Selam ve saygılarımla Dostlarım…
Söze nereden başlayacağımı bilemiyorum. Zira çok heyecanlıyım. Beni tanıyanlarınız vardır mutlaka ama tanımayanlarınız için başınızı ağrıtmadan kendimi kısaca tanıtayım. Ben Arap Ahmet’ten olma Berber Münevver’den doğma, Ceyda ve Şeyda’nın ablası Yelda. 1969 yılında Denizli’de doğdum. Doğum yerim Denizli olsa da lise öğrenimimi tamamlayana kadar Buldan’da yaşadım.

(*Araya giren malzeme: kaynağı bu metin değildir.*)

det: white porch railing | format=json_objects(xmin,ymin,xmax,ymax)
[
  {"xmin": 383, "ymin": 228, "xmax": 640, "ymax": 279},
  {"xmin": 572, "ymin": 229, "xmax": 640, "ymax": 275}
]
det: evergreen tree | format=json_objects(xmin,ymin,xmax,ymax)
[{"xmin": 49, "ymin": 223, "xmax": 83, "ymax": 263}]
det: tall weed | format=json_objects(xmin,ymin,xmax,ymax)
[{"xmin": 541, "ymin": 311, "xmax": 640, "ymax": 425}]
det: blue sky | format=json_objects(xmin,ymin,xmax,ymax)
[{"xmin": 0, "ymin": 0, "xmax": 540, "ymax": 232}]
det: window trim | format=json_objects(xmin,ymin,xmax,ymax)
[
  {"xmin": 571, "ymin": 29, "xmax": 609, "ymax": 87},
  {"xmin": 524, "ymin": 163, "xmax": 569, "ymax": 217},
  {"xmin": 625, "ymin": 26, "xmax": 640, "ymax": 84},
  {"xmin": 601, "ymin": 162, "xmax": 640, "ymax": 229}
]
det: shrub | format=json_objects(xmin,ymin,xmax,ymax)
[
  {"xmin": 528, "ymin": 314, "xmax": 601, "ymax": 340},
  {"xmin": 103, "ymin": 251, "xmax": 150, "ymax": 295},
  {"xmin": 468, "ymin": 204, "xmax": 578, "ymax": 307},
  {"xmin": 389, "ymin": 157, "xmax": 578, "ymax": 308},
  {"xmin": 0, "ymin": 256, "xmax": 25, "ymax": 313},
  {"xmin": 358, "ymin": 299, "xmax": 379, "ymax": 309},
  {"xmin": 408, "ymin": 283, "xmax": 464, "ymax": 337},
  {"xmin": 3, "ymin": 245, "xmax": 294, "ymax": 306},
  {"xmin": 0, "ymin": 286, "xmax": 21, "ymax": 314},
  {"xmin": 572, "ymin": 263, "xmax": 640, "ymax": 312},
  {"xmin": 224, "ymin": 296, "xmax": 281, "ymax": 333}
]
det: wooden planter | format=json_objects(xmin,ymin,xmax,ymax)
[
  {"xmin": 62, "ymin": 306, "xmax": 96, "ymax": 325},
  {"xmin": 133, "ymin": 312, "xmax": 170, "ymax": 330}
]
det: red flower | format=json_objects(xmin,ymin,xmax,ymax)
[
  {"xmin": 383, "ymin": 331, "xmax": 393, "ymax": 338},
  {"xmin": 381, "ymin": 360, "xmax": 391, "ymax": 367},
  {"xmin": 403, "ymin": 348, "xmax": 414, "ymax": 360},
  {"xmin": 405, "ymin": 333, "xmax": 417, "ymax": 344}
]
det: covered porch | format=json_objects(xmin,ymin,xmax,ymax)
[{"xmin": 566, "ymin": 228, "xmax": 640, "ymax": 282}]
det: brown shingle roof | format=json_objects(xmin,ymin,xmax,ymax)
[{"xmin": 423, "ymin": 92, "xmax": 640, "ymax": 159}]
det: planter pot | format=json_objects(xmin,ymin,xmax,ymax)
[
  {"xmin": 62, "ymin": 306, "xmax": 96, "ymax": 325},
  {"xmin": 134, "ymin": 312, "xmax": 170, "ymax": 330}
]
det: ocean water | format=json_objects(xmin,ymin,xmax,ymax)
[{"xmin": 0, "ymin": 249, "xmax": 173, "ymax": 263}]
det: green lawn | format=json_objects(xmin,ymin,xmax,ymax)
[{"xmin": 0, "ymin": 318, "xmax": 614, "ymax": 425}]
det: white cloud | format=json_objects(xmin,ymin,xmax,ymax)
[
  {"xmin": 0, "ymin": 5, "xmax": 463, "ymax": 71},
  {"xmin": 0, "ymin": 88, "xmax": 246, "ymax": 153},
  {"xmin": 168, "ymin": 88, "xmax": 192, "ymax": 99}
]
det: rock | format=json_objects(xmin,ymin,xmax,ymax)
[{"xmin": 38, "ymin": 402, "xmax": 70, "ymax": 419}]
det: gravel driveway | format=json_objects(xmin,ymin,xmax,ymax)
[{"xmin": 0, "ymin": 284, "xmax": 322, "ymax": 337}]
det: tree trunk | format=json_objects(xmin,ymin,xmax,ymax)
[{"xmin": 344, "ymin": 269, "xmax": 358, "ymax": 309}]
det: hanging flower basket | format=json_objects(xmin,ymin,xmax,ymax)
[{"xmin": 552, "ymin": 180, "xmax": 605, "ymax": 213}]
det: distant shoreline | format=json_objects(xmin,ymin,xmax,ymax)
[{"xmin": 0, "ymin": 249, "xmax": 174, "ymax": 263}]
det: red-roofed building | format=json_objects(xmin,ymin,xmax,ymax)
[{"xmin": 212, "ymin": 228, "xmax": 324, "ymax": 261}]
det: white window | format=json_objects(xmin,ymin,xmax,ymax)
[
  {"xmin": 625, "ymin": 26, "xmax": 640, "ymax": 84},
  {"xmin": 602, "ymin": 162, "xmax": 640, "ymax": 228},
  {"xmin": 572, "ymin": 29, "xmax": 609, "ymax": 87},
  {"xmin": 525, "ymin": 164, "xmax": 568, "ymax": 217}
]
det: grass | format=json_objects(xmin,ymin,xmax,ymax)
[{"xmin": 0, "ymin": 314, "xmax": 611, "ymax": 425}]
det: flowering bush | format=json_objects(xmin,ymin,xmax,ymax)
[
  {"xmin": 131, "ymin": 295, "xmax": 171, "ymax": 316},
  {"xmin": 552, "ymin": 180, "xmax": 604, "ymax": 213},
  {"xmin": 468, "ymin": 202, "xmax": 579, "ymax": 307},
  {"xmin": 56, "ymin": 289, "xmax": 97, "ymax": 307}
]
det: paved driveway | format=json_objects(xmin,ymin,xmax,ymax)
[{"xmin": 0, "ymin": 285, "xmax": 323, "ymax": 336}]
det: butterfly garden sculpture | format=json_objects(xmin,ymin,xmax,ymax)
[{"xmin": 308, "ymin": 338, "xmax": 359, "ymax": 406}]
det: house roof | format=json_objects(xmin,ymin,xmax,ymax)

Sonrası üniversite eğitimi alan birçok arkadaşım gibi gurbette geçti ömrüm bir süre. Mezuniyetin ardından evlilikti, çocuktu derken, Denizli Belediyesi’nde oniki sene, Alanya Belediyesi’nde ondokuz sene mesleğimi icra ettim. Şehir Plancısı olmam dolayısı ile her konudan 250 gram bilgi sahibi olmam gerekti ve deneyim kazanıma hepsinden birer tutam katarak kaynata kaynata bu yaşa kadar geldim ve çok şükür alnımın akıyla emekli oldum. Aman yanlış anlaşılmasın emekli dediysem eleği asmadım henüz. Güzel işler üretmeye devam tabi ki.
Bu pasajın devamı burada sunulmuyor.